I'm doing a WebAPI that generates an XML, this XML is read several times a day, so on the first run it serializes all my XML and saves it to disk, and for 24h it reads from the disk instead of serializing the entire object again.
I do this because it has several accesses, the XML is large some with up to 300mb, and the information can be cached by 24h
The problem is that the description field, I believe it could be 'compressed' or better could try to make a minify in xml before writing it to disk. I'm trying to remove whitespace and line breaks only from this field for now so I've reduced some good megs.

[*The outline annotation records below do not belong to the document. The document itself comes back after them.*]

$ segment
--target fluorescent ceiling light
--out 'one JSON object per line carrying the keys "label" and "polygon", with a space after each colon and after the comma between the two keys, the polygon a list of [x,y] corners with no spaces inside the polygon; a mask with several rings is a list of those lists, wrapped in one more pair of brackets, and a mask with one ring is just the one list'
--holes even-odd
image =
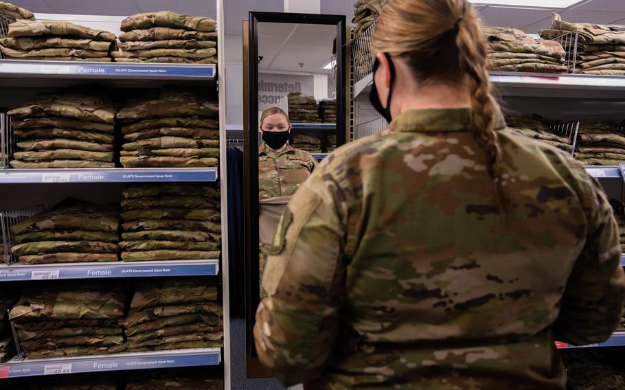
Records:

I use Webapi in C #, Redis, MSSQL
Today I'm sending it like this:
<description><![CDATA[SOBRADO
Área Terreno: 8 x 28
Área Construída: 170m²
Pavimento Superior:
2 dormitórios sendo 1 dormitorio com armario embutido planejado e um maste
banheiro
jardim de inverno
sacada
Pavimento Térreo:
2 salas
Copa
Cozinha
Corredor lateral
jardim na frente
quintal
Edícula:
1 dormitórios
banheiro
lavanderia
deposito
4 vagas
IPTU R$ 1.200,00 anual]]></description>
I would like to send this:
<description><![CDATA[SOBRADO Área Terreno: 8 x 28 Área Construída: 170m²...
I use 2 functions to try to clear the code, but it's not quite as it should.
description = Biblioteca.RemoveTroublesomeCharacters(Biblioteca.CorrigeDescricao(imovel.Descricao)),
internal static string CorrigeDescricao(string descricao)
{
var tab = '\u0009';
descricao = descricao.Replace(" ", " ");
descricao = descricao.Replace("=\r\n", "");
descricao = descricao.Replace(";\r\n", "");
descricao = descricao.Replace("\t", " ");
descricao = descricao.Replace(tab.ToString(), "");
return RemoveHtml(descricao);
}
E
internal static string RemoveTroublesomeCharacters(string inString)
{
if (inString == null) return null;
var newString = new StringBuilder();
char ch;
for (int i = 0; i < inString.Length; i++)
{
ch = inString[i];
// remove any characters outside the valid UTF-8 range as well as all control characters
// except tabs and new lines
//if ((ch < 0x00FD && ch > 0x001F) || ch == '\t' || ch == '\n' || ch == '\r')
//if using .NET version prior to 4, use above logic
if (XmlConvert.IsXmlChar(ch)) //this method is new in .NET 4
{
newString.Append(ch);
}
}
return newString.ToString();
}